Phantom's expression did something complicated between pain, horror and fear. Phantom's expression, there was something about… his face…  his features. Lancer knew that face. He saw it every day he felt like. The colors felt wrong but the more he squinted against the fog, the more his mind screamed at him that this child was someone he knew and cared for. He took the figure in once more and furrowed his brows, he knew this person, why couldn't he place them-
Out of nowhere a sharp pain flashed through Lancer's head and for a moment he only saw white, he thought Phantom had done something.

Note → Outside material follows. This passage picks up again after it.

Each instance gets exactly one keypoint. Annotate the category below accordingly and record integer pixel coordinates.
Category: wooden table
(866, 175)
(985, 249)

He clutched his head as if he had to hold it together. 
Then, as sudden as it had come it disappeared. 
When Lancer looked up again, with sweat on his forehead and breath coming in short bursts almost matching with the ghosts labored wheezes, whatever had been distorting his perception was gone. His vision was clear as day. No haze, no fog, no distortion.  
He couldn't marvel at the phenomenon though, because now that he wasn't seeing through a filter anymore, he was no longer staring at Phantom.
The kid was the same. But there was no mistaking it. 
He was without much doubt looking at his student. 
Lancer had been close to a panic attack for the last few minutes now. But this was giving him whiplash. He recoiled and landed gracelessly on his butt when the realization hit him like a stack of books. 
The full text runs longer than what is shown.